Versatile electroporation protocols enable reproducible CRISPR-RNP delivery across multiple primary mouse cells of the hematopoietic lineage

Genetic engineering of primary hematopoietic cells is essential for mechanistic immunology studies, however the development of cell-based therapies yet remains constrained by two major factors: the fragility of many primary lineages and challenges of viral delivery platforms that are costly, time-intensive, and biologically confounding. Here, we optimized scalable, non-viral CRISPR-Cas9 electroporation workflows using the ExPERT platform across three primary mouse hematopoietic cell types: OT-I CD8 T cells, bone marrow-derived macrophages (BMDMs), and hematopoietic stem cells (HSCs). In activated OT-I CD8 T cells, two electroporation programs supported high-efficiency mRNA and RNP delivery with minimal impact on cell viability or proliferative capacity, with subtle activation-state-dependent sensitivity at higher energy settings.
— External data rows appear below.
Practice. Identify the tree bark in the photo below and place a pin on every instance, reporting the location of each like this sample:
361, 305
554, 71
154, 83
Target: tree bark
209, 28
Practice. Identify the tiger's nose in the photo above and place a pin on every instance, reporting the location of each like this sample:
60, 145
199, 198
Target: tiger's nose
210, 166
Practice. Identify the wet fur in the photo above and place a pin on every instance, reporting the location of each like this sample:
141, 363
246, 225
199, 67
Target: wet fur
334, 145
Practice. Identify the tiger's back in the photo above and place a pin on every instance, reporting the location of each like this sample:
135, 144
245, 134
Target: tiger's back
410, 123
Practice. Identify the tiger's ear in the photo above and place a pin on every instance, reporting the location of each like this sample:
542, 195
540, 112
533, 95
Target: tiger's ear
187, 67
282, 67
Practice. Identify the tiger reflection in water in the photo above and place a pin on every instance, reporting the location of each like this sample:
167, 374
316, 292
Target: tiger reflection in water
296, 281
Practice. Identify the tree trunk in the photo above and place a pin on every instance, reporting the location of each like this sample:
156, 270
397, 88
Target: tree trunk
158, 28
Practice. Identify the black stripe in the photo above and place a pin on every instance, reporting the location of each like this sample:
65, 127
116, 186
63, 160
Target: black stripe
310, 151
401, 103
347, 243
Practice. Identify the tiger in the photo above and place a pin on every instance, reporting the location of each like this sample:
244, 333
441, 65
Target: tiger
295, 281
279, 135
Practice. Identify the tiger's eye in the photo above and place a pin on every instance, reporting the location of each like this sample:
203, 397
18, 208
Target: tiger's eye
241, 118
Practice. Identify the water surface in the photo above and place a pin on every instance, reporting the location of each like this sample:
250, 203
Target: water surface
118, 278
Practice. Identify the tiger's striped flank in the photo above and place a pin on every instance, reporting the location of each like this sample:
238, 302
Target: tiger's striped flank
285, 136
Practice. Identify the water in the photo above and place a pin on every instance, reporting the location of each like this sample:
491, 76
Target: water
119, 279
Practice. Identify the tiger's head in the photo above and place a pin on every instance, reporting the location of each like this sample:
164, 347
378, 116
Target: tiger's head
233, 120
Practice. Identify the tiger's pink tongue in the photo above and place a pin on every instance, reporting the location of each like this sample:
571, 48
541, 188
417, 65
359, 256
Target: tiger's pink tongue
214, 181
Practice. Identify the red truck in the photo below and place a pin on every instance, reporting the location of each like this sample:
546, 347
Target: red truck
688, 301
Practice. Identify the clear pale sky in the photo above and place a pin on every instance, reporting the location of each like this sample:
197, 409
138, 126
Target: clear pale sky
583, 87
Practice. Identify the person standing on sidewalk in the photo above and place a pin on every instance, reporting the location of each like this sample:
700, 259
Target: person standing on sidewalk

Extending optimization to myeloid and stem cell lineages, we found that BMDMs maintained high viability following electroporation, and a high-performing electroporation program supported robust RNP delivery and efficient target gene knockout while preserving macrophage differentiation. In HSCs, the same program enabled consistent RNP delivery, sustained viability, and reproducible gene knockout. Together, these findings establish ExPERT electroporation as a robust, reproducible, and modular platform for non-viral genome editing across primary mouse hematopoietic lineages, lowering barriers to rapid genetic perturbation for both discovery and translational applications.